Le travail qu'ils avaient effectué jeta les bases de toute étude future de la civilisation maya. Ils avaient méticuleusement documenté les sites qu'ils avaient visités, tracé avec soin les itinéraires qu'ils avaient empruntés et enregistré le temps de voyage entre un site et l'autre. En lisant le récit de Stephen et en suivant les cartes dessinées par Catherwood, d'autres explorateurs purent étoffer leur travail pour mettre en lumière la civilisation maya. En 1857, Désiré de Charnay arriva dans la région et se servit de leur travail pour orienter sa propre exploration vers d'autres sites mayas. Teobert Mahler se servit également de leurs livres pour son voyage photographique sur les sites en 1876. En 1891, Sir Alfred Percival Maudslay arriva dans la région et changea radicalement la portée et la profondeur de toutes les fouilles ultérieures. Maudslay est considéré comme le premier explorateur à employer une méthode scientifique stricte pour fouiller et examiner les sites des anciens Mayas.
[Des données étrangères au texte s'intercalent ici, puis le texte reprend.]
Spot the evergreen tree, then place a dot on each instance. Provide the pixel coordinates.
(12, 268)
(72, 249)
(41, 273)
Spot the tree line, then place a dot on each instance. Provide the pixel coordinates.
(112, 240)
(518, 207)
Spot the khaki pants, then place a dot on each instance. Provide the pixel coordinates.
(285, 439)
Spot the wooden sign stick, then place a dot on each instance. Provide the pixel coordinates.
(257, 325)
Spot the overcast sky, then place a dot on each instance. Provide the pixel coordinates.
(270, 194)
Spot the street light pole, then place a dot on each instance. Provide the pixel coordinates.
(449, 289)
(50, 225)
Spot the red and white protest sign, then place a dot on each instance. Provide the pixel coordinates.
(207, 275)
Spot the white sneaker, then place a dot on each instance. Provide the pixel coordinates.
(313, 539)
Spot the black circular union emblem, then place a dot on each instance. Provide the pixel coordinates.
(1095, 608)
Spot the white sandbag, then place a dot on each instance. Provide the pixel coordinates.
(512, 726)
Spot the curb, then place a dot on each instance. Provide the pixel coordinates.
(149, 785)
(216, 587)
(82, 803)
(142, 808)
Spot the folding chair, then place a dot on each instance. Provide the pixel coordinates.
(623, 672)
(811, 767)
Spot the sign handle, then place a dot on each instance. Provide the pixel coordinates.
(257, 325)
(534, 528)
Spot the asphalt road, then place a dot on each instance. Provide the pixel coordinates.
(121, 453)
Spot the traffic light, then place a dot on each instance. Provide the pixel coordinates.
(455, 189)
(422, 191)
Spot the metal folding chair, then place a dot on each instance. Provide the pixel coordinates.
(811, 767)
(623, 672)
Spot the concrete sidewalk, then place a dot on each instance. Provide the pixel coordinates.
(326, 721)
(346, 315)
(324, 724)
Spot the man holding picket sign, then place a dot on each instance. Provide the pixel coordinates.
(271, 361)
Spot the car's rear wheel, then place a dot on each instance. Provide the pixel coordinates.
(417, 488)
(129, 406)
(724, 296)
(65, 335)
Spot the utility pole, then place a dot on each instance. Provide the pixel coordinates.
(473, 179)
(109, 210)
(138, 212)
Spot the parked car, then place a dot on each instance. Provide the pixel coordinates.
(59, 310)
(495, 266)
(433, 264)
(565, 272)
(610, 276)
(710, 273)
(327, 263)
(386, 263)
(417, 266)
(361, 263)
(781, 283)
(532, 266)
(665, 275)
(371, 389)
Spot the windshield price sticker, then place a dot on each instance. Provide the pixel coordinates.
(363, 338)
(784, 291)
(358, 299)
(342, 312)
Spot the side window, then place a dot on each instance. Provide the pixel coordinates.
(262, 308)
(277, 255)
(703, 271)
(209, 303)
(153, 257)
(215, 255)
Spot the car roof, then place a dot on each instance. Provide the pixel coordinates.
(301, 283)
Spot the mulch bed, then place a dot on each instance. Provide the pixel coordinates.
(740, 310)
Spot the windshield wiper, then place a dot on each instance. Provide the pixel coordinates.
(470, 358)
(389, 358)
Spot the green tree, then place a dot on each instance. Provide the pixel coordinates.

Il contribua à la préservation et à la protection de nombreux sites remarquables et établit la norme pour les expéditions et les fouilles futures. À la suite de Maudslay, de nombreux explorateurs de renom réalisèrent d'autres avancées majeures en matière de défrichage, de documentation et de photographie des sites mayas. William Holmes commença à travailler à Palenque en 1895, la même année où Teobert Maler documenta Tikal, et fut suivi par Alfred Tozzer. En 1914, Sylvanus Griswold Morley se rendit pour la première fois dans la région. Il est surtout connu pour avoir dirigé l'équipe qui fouilla Chichen Itza en 1923. En 1925, Franz Bloom documenta si bien Palenque que son travail, comme celui de Morley, reste aujourd'hui une référence importante pour les mayanistes sur le terrain. Moins de cent ans après le début du premier voyage de Stephens et Catherwood, la civilisation maya était enfin reconnue comme l'une des plus grandes du monde antique.